DWU students have found a way to make a difference in Mitchell, a small town of 14,000 people. Through the Weekend Snack Pack Program, students assemble and deliver food to approximately 400 children, distributing the food packs to four local elementary schools. The children receive foods, such as ravioli, macaroni and cheese and either a fruit or a vegetable. The program was created in 2010 to help children who primarily stay home alone on the weekends have something nutritious to eat. The students also aid the local food pantry with canned food drives.
The DWU students and faculty help their neighbors in other parts of the world, as well, including Uganda and Rwanda, where they have instituted programs to help alleviate hunger. In 2013, Vincent began the Livestock for Life project in Uganda, where she works with local leaders to identify families that qualify for a goat or cow. The program helps with food and can generate small incomes for families. In July, Vincent will take a group of students to Uganda to lead an agriculture workshop for farmers and work on a plot of land that helps support a school lunch program.

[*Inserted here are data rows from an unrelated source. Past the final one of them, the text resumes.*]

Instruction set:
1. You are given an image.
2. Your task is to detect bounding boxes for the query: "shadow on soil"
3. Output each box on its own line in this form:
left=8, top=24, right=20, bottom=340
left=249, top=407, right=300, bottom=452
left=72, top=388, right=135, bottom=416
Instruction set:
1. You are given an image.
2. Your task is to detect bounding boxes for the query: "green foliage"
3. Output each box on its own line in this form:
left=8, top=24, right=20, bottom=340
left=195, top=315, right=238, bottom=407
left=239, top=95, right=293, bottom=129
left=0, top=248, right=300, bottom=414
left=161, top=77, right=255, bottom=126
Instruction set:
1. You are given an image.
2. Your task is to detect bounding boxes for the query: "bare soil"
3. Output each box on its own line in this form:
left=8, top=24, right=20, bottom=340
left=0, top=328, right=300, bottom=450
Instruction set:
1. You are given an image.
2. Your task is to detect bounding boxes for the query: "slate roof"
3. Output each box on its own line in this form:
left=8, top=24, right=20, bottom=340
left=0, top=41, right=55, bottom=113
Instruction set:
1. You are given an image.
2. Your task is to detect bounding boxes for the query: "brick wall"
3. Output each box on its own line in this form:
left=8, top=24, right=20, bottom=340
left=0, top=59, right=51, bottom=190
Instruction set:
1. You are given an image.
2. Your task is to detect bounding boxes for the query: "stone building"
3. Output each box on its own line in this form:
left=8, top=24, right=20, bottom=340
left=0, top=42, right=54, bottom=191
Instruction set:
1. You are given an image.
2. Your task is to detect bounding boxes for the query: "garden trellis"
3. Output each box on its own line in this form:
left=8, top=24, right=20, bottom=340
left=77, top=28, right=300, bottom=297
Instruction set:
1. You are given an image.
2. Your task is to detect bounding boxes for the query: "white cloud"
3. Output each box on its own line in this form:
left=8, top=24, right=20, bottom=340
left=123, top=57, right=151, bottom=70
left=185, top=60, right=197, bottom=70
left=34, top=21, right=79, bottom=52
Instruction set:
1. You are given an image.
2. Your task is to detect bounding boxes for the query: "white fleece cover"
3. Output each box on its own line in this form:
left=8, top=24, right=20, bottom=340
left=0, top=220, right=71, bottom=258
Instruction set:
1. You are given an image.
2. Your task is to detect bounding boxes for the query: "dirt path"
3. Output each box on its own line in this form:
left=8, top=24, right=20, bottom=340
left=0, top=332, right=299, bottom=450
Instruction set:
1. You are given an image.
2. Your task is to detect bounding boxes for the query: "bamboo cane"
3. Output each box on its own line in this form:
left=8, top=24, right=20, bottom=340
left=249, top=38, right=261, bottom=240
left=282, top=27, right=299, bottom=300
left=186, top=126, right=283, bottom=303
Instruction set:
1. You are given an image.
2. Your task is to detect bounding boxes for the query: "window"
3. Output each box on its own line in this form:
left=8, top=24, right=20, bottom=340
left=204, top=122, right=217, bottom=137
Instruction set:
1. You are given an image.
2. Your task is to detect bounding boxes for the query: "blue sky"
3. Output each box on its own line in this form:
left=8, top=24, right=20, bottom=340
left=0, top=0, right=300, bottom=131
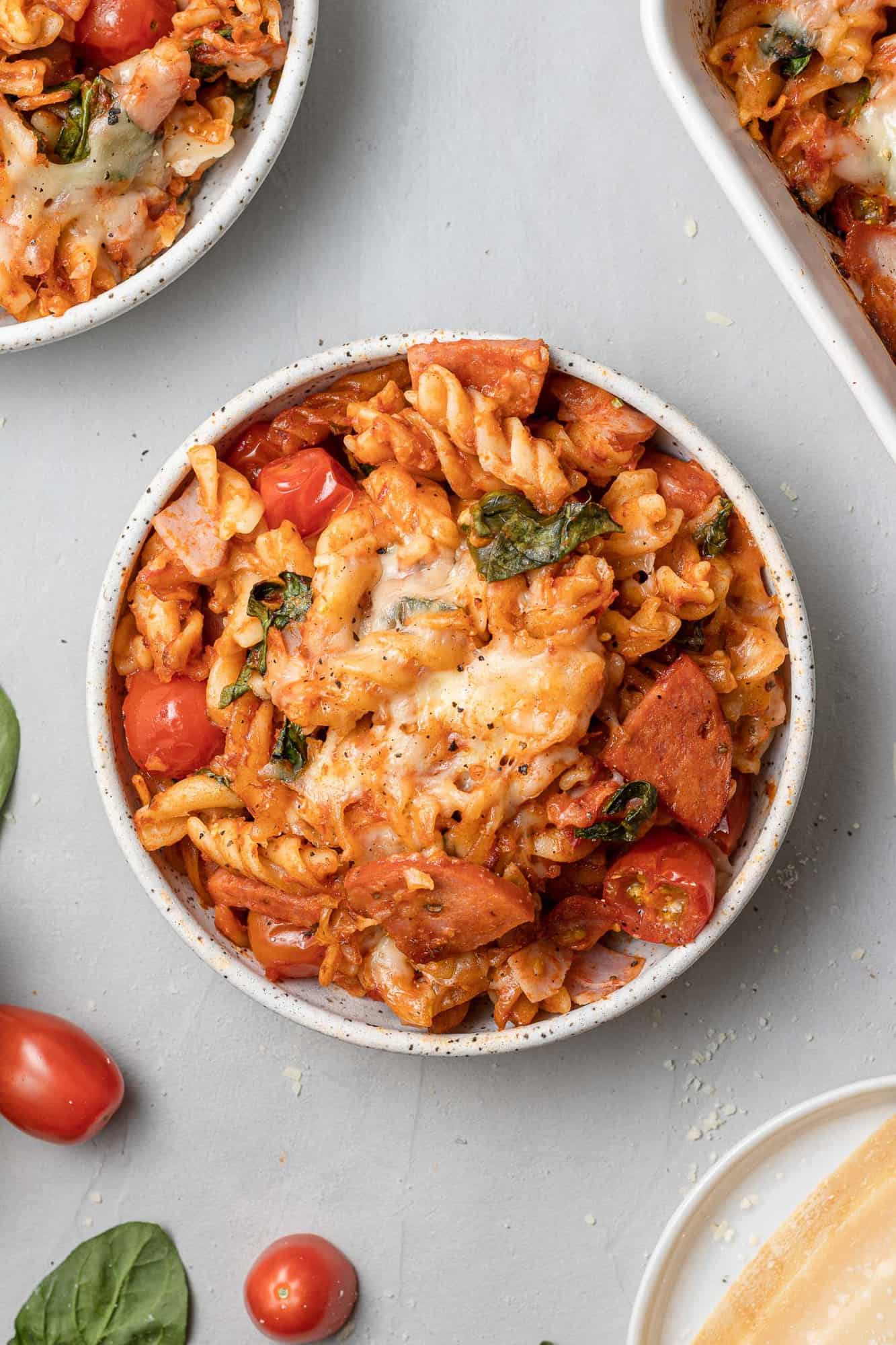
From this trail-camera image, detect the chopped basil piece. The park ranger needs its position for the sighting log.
[576,780,659,841]
[467,491,622,582]
[694,495,735,555]
[218,570,311,710]
[270,720,308,784]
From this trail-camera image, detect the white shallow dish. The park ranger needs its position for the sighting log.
[641,0,896,459]
[0,0,317,354]
[87,331,815,1056]
[627,1075,896,1345]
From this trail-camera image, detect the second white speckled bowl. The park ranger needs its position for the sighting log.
[87,331,815,1056]
[0,0,317,354]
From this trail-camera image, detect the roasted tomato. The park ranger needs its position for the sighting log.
[75,0,176,67]
[258,448,356,537]
[227,421,282,486]
[122,672,225,780]
[247,911,325,981]
[0,1005,124,1145]
[709,771,751,854]
[604,827,716,944]
[245,1233,358,1345]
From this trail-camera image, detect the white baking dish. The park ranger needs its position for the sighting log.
[641,0,896,459]
[87,331,815,1056]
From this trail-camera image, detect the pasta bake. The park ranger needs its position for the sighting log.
[709,0,896,356]
[113,340,787,1032]
[0,0,286,320]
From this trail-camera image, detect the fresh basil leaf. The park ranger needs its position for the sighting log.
[55,75,113,164]
[576,780,659,841]
[270,720,308,784]
[759,28,814,72]
[467,491,622,582]
[673,620,706,654]
[9,1223,188,1345]
[694,495,735,555]
[0,687,22,808]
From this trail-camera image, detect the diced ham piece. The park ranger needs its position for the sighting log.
[602,654,732,837]
[548,374,657,448]
[152,480,227,584]
[565,943,645,1005]
[345,854,536,963]
[638,448,721,518]
[206,869,325,929]
[844,223,896,355]
[407,340,548,420]
[530,896,615,952]
[507,939,573,1005]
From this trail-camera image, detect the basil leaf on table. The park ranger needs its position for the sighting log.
[694,495,735,557]
[467,491,622,582]
[9,1223,188,1345]
[576,780,659,842]
[270,720,308,784]
[0,687,22,808]
[218,570,311,710]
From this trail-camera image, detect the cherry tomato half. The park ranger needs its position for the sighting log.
[247,911,327,981]
[227,421,282,486]
[257,448,356,537]
[75,0,176,67]
[122,672,225,780]
[245,1233,358,1345]
[0,1005,124,1145]
[604,827,716,944]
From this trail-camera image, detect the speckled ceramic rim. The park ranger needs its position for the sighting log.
[0,0,317,354]
[626,1075,896,1345]
[87,331,815,1056]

To continue the conversation on a larger scope throughout South Dakota, the McGovern Center is set to host the McGovern Hunger Summit on April 15 on the DWU campus.
“The summit will bring together people from across South Dakota to find ways to collaborate to end hunger here in the state,” Vincent said.
The ongoing conversation, Novak said, is an important one.
“Fundamentally, it’s a game changer,” said Novak. “When you are hungry, you don’t learn. When you are hungry, you aren’t able to do the kind of things to alleviate the economic stresses in your life.
“At the heart of the United Methodist mission is this call to justice and a call to embrace the least of our brothers and sisters in their state of struggle,” she said. “I think we would be remiss as an institution if we don’t address these issues.”
Helping with the fight against hunger is more than an extracurricular activity, but rather at the heart of that which she and others at DWU should be focused, Novak said.
“This is what John Wesley called us to do, folks. We have to ignite a fire and that fire needs to inspire others to be Christian witnesses of justice,” she said. “Education is a vehicle to do that. It starts at the core of our mission.”
Crystal Caviness is a Public Relations Specialist at United Methodist Communications in Nashville, Tenn.